Die Frage ist, ob wir das nicht sogar befördert haben. Deko- und Möbelstoff ist der am stärksten wachsende Bereich der Heimtextil. Vor rund fünf Jahren war die Halle 4.1 mit rund 15.000 Bruttoquadratmetern belegt mit Herstellern und Großhändlern von Deko- und Möbelstoffen. Innerhalb kürzester Zeit haben wir es geschafft, das europäische Angebot auf die Hallen 4.0 und 4.2 auszubauen – dank der internationalen Besucher. Wir sind jetzt bei fast 58.000 Bruttoquadratmetern, was fast eine Ver­vierfachung bedeutet. So gut wie alles, was in diesem Angebotsbereich Rang und Namen hat, stellt in Frankfurt aus. Hier ist der Anlaufpunkt für internationale Besucher. Nächstes Jahr sind allein vierzig neue Aussteller im Deko- und Möbelstoffbereich auf der Messe.
 
Welche der neuen Zielgruppen, die Sie ansprachen, spielt hier die wichtigste Rolle?
Der Objektmarkt – alles, was Architekten, Innenarchitekten, Einrichter und Planer betrifft. Wir machen gemeinsam mit Branchenpartnern in diesem Segment viele Führun­gen, gestalten spezielle Vortragsprogramme. Nächstes Jahr werden wir hier etwas Neues anbieten: die Library, die wir im Rahmen von Interior.Architecture.Hospitality konzipiert haben. Da geht es um funktionale Eigenschaften von Textilien. Jemand, der als Profi ein Objekt ausstattet, schaut auf die Funktionalität. Wir sprechen hier etwa von Schallabsorption, von Abrieb, von antistatischen Materialien. Unsere Aussteller tun sich manchmal etwas schwer, diese Eigenschaften zu kommunizieren und herauszustellen. Wir unterstützen sie also kom­munikativ. Die besten Produkte zu ausgewählten Funktionalitäten stellen wir in einer textilen Materialbibliothek vor. Das spricht den nationalen wie den internationalen Bereich an. Die Library bildet im ersten Jahr die fünf Themen schwer entflammbar, schalldämmend, scheuerbeständig, wasserabweisend und
aller­gikergeeignet ab. Weitere Eigenschaften werden in den nächsten Jahren dazukommen, wobei Akustik sicher eines der wesentlichen Themen ist und bleibt. Denn das ist etwas, was Textil einfach kann.
 
Man muss sicher – gerade bei Stoffen – den Privatbereich und das Segment Objekt getrennt betrachten. Für beide und für alle Segmente der Messe insgesamt wird die nächste Heimtextil eine Jubiläums-Veranstaltung. Wie wird die 50. Ausgabe der Heimtextil gefeiert?
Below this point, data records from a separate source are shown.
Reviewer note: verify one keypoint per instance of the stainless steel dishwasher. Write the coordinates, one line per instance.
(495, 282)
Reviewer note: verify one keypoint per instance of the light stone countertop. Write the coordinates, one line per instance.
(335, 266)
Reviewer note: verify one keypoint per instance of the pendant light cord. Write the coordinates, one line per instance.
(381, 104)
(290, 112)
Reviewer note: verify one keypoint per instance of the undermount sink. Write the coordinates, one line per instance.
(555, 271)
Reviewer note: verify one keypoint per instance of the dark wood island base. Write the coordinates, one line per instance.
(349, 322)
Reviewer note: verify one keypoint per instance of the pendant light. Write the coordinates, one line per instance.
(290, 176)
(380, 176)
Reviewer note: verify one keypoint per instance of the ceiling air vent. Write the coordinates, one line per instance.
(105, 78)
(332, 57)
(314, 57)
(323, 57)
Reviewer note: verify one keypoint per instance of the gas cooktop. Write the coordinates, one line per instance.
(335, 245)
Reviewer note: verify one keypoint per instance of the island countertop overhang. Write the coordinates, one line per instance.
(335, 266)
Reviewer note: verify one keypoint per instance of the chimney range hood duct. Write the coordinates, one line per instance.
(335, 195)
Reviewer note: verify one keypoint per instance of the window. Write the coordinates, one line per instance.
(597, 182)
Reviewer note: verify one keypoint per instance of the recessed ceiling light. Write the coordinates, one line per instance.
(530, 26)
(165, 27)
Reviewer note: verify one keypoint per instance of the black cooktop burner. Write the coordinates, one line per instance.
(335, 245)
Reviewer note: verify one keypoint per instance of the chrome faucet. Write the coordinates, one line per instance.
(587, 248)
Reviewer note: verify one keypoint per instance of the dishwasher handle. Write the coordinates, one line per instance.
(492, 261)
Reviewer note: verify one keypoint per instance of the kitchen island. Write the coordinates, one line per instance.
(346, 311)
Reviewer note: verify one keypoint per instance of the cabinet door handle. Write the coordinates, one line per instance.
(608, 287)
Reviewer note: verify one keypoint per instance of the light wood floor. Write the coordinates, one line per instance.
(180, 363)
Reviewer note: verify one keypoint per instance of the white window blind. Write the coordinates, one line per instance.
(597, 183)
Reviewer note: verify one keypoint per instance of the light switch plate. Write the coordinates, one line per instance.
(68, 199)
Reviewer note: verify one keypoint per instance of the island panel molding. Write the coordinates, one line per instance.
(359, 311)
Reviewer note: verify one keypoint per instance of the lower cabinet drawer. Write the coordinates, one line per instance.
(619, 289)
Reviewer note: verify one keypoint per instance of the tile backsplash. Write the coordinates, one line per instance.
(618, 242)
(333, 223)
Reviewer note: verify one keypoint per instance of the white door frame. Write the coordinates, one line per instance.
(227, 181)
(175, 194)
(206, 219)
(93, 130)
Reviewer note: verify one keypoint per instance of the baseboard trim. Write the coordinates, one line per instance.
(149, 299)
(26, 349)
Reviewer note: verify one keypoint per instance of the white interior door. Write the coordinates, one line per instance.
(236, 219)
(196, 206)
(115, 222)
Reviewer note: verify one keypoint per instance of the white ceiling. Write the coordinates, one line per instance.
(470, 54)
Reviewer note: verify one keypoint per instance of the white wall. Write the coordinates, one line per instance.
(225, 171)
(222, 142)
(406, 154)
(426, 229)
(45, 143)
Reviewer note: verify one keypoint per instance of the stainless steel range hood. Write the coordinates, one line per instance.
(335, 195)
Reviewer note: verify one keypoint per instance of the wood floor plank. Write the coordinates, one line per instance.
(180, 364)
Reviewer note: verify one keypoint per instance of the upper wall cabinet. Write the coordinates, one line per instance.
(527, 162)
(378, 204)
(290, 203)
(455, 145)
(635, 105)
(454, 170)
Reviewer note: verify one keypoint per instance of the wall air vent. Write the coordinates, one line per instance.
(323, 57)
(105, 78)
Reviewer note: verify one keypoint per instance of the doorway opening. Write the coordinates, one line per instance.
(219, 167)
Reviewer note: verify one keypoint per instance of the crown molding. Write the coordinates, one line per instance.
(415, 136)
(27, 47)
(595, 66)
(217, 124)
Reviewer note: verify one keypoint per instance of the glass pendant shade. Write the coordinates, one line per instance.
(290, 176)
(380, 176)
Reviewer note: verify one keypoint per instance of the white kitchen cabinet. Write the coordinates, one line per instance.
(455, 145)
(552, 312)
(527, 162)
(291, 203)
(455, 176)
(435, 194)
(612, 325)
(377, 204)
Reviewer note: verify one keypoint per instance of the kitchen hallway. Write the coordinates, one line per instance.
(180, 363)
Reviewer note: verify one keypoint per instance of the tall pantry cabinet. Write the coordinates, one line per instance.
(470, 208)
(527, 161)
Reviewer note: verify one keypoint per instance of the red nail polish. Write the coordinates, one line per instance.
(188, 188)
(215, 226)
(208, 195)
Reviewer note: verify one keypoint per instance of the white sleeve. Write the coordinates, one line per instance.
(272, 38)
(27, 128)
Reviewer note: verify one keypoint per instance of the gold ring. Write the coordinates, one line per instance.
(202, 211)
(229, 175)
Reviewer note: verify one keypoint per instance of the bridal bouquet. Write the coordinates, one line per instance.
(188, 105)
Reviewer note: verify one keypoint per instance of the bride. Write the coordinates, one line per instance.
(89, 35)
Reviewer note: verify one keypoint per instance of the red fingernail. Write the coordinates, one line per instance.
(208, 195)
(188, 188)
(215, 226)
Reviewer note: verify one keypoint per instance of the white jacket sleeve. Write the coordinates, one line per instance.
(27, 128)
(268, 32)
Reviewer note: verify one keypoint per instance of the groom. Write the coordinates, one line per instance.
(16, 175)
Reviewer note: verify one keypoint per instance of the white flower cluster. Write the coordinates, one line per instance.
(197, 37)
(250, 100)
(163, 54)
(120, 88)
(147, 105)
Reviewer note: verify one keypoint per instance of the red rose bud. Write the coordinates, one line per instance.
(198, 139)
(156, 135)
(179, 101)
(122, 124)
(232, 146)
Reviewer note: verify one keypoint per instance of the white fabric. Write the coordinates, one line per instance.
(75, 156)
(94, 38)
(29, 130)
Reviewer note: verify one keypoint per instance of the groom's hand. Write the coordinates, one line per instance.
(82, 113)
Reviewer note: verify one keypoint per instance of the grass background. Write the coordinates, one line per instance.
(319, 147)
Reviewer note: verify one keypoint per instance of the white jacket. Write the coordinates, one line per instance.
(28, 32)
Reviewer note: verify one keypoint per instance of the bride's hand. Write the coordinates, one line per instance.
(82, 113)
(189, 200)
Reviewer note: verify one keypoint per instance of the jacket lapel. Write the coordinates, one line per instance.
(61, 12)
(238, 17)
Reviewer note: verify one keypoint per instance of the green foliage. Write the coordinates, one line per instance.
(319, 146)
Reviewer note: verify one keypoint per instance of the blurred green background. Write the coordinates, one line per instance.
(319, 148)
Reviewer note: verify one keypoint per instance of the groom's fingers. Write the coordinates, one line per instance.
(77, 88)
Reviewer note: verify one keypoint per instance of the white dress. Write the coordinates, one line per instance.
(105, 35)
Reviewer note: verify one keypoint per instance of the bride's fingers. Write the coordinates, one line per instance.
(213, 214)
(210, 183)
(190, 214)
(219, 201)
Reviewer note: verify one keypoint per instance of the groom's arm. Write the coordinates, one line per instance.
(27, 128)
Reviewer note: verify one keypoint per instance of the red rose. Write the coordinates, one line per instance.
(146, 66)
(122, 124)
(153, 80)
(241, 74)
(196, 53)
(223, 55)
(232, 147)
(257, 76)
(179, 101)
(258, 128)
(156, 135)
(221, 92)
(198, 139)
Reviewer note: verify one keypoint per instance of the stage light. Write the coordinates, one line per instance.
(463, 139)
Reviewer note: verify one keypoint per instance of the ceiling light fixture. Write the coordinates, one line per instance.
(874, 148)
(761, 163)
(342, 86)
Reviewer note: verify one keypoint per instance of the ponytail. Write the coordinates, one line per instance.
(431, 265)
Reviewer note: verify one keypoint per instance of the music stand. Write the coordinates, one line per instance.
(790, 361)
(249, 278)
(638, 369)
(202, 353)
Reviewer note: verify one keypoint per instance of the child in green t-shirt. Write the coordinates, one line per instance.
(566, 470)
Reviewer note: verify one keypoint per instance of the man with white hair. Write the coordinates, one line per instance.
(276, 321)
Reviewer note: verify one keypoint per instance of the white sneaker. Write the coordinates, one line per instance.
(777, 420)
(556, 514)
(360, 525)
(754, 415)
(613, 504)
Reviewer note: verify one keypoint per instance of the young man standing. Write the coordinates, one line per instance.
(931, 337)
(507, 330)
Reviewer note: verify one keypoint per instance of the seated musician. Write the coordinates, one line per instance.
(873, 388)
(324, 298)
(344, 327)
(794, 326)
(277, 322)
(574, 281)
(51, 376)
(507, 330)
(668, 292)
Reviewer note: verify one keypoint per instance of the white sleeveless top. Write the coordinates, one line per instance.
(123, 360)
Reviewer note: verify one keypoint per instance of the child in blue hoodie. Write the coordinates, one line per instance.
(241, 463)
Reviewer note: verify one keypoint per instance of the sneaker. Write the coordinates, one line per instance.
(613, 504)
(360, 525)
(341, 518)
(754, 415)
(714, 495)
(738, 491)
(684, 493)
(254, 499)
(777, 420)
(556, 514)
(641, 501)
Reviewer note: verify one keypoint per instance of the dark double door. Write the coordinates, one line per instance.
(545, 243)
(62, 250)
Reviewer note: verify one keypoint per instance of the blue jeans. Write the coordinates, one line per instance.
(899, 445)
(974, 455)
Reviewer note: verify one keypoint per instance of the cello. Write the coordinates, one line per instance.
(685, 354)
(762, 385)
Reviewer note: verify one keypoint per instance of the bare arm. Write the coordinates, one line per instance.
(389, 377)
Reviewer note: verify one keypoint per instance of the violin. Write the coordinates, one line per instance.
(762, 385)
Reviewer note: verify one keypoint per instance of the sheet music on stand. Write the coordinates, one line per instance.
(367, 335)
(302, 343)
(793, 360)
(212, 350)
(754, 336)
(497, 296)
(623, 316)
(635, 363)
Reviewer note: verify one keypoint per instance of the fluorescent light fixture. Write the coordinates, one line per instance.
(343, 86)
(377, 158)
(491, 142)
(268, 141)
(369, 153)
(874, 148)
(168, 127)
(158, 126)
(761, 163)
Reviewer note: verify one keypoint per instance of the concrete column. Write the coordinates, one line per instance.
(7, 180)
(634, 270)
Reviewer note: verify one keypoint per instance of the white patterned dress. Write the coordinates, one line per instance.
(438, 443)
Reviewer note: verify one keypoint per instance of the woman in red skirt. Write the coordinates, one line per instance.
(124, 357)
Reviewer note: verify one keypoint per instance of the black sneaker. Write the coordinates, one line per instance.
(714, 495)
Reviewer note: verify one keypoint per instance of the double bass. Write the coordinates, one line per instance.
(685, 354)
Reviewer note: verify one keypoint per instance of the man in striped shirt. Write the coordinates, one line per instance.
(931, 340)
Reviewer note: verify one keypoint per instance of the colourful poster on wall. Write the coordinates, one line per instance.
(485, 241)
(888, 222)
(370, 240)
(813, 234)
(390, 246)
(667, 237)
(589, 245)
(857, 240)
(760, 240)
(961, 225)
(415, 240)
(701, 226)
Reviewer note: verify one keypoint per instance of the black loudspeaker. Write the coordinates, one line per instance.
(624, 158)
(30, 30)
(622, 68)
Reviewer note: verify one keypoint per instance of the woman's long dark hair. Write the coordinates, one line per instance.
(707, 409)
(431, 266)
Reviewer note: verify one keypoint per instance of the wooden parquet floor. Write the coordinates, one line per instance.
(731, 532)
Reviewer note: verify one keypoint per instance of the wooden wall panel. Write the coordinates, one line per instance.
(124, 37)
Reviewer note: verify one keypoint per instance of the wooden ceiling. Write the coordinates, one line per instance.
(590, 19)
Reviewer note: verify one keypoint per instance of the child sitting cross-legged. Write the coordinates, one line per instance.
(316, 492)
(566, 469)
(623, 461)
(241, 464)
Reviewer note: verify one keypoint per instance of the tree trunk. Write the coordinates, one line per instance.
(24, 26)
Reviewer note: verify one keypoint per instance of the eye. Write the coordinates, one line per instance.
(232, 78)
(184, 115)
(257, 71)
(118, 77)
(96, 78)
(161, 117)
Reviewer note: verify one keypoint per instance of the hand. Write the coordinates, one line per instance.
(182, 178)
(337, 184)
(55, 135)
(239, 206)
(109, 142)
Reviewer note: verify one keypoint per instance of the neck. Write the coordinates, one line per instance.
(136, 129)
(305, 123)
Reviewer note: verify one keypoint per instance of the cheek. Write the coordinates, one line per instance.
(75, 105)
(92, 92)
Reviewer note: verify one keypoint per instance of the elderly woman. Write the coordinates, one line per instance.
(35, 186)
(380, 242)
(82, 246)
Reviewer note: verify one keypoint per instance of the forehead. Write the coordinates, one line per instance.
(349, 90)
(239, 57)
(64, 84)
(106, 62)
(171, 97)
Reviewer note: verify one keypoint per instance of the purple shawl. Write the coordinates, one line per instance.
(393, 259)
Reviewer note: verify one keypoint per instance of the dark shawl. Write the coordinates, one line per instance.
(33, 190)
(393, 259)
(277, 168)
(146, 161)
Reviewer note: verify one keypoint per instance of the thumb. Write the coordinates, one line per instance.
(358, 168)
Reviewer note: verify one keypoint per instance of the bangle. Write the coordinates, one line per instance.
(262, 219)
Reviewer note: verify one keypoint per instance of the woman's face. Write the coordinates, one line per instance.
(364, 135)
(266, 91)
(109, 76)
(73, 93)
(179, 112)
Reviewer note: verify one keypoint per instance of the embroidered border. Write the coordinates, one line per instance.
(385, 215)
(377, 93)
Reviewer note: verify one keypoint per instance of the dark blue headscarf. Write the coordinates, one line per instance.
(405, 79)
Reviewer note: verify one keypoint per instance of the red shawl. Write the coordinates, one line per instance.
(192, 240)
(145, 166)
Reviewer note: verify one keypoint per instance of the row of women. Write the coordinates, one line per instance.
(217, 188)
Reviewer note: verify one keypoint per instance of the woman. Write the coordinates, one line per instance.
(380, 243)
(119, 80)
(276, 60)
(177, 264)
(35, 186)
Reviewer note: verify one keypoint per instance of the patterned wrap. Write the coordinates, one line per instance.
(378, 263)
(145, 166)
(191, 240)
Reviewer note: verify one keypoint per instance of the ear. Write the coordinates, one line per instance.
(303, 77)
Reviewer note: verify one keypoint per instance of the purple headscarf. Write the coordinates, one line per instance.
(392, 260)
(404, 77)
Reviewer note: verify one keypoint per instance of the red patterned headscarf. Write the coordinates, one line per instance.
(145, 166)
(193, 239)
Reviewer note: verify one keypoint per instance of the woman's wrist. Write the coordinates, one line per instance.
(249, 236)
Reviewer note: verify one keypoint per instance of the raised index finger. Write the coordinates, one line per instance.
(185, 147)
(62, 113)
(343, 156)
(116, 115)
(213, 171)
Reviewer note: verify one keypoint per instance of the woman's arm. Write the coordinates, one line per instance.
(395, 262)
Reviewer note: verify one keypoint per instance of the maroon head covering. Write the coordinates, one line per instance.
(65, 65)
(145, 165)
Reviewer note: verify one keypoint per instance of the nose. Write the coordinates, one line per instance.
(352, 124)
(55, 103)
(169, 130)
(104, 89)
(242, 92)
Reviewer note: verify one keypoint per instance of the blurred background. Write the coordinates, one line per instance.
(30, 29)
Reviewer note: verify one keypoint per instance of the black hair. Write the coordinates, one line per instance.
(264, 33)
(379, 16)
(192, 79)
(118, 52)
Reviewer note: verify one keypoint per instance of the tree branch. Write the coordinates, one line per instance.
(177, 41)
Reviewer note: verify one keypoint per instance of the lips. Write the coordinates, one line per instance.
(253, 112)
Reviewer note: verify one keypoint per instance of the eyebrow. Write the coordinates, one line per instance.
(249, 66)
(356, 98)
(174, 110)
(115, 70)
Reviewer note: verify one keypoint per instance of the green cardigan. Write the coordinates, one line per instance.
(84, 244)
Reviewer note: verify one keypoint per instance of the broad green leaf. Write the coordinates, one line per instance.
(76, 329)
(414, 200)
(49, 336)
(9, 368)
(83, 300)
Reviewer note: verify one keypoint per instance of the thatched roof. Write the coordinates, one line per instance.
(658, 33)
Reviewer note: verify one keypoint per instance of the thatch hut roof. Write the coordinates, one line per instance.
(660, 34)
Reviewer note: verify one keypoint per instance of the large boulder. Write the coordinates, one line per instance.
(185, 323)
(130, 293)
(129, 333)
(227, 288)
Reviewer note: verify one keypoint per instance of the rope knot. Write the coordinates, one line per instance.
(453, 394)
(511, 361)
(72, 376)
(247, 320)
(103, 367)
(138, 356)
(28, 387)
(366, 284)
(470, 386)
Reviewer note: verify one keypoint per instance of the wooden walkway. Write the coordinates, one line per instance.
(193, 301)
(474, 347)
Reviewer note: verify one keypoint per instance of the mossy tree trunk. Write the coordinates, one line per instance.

Im Rahmen einer Party mit unseren Aus­stellern und den Teilnehmern am Insider-Programm. Wir ehren außerdem die Aussteller der ersten Stunde und werfen einen Blick in die Vergangenheit, zeigen Impressionen vergangener Messen. Wir werden alte Filme und Fotos präsentieren und vieles mehr.
 
2019 kam mit der 12 auch eine neue Halle ­hinzu. Stehen 2020 weitere Umbrüche an?
Alle Aufteilungen und Veränderungen aus dem Jahr 2019 werden wir 2020 – mit etwas Feintuning – fortführen. Es braucht ein, zwei Jahre, bis sich so etwas etabliert, und wir sind froh, dass die Besucher und Aussteller jetzt schon einmal wissen, wo sie hinmüssen, wenn sie ihre Aussteller suchen und wie sie ihre Hallen finden.
 
Und an der Tagesabfolge und den früh im Jahr positionierten Terminen ändert sich nichts?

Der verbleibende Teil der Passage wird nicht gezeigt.